Using memset or strtok without initializing

Question

char *tokens[100];  

memset(tokens,'\0',sizeof(tokens));  

tokens[n]=strtok(tempVar,",");

Is this code valid? I think memset is filling a random place of memory right ?

Answer 1

It is valid code (well except that n is undefined in the example).

memset like this is initializing. You're zeroing out the whole tokens variable. It is not a random location. It is not mandatory in your example, either.

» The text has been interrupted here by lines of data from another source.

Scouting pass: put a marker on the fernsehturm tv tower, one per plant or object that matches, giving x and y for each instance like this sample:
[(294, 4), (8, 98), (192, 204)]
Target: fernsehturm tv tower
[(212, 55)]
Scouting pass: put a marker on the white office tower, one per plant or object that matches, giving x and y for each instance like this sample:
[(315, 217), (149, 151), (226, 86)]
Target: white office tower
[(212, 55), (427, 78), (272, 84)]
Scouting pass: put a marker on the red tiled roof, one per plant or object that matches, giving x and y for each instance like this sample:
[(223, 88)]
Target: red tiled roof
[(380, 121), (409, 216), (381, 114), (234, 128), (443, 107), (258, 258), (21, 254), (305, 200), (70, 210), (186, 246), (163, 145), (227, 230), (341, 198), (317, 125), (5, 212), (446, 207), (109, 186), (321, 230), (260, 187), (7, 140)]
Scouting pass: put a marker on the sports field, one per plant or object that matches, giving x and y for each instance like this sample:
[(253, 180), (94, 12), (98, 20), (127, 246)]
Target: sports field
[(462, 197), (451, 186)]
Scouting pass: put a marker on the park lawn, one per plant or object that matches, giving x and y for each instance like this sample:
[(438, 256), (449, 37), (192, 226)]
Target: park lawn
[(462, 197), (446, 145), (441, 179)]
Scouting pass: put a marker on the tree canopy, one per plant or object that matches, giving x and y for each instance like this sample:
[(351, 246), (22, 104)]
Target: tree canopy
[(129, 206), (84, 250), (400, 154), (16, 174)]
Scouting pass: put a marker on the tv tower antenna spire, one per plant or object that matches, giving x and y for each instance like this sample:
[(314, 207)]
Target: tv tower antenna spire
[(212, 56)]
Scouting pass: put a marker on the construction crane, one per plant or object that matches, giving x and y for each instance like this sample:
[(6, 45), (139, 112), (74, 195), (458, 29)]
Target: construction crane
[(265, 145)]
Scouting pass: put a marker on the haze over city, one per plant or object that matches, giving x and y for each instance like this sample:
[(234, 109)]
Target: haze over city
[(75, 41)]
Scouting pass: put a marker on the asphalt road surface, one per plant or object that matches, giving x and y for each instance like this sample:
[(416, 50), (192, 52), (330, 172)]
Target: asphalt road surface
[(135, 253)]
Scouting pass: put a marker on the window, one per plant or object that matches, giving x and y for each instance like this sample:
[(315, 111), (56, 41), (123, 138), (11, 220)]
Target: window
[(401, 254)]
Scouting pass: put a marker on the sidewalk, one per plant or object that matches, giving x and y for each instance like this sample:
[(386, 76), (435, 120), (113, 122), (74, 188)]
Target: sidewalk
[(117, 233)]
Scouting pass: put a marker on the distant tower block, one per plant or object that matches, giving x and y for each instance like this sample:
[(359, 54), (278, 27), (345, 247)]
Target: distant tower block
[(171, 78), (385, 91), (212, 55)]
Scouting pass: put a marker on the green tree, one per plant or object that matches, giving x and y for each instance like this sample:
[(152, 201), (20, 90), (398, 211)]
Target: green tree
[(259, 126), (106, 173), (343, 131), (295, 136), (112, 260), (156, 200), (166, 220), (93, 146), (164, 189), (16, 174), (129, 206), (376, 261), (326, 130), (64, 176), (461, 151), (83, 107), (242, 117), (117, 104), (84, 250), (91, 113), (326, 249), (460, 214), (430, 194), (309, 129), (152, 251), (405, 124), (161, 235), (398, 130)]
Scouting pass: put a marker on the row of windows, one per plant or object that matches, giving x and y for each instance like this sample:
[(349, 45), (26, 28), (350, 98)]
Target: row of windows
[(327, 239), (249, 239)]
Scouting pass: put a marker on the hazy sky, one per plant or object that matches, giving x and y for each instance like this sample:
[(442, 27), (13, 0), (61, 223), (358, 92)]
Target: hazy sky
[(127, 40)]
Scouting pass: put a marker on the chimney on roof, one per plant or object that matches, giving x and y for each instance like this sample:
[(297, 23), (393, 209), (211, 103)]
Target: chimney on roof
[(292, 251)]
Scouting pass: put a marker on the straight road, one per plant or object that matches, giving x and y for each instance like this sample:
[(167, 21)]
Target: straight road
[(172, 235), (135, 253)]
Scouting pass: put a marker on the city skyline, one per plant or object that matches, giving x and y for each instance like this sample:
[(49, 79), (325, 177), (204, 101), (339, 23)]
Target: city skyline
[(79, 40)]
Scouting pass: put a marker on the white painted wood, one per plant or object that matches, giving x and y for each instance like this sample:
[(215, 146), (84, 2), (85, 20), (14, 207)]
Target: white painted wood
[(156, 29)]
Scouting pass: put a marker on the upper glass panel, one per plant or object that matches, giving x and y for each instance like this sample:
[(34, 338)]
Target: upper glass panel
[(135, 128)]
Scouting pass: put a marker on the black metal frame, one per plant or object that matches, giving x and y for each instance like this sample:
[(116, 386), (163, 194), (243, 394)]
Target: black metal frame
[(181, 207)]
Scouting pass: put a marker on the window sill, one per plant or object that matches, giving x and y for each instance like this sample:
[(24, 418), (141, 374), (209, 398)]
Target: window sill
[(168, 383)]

Also, take note that strtok does not return a copy of the token, but rather modifies tempVar and returns pointers to its elements. If tempVar goes out of scope, the memory locations pointed by the tokens elements will become dangling pointers, and dereferencing them will invoke undefined behavior.

Answer 2

I would re-write the memset bit as:

memset(tokens, 0, sizeof(tokens));  

Because what you do is actually assign zero to all the pointers in the array. Otherwise the code is valid, but I am not sure it does what you expect.

Answer 3

It is valid, but not very useful since the result of setting a bunch of pointers to all-bits-zero is not well defined. There's no guarantee that a NULL pointer looks (in memory) as "all bits zero", so it's bad practice.

And no, this is not filling "random" memory, it's filling exactly the memory occupied by the tokens array.

Answer 4

It will clear tokens which is an array of 100 pointers, not the memory pointed to by those pointers.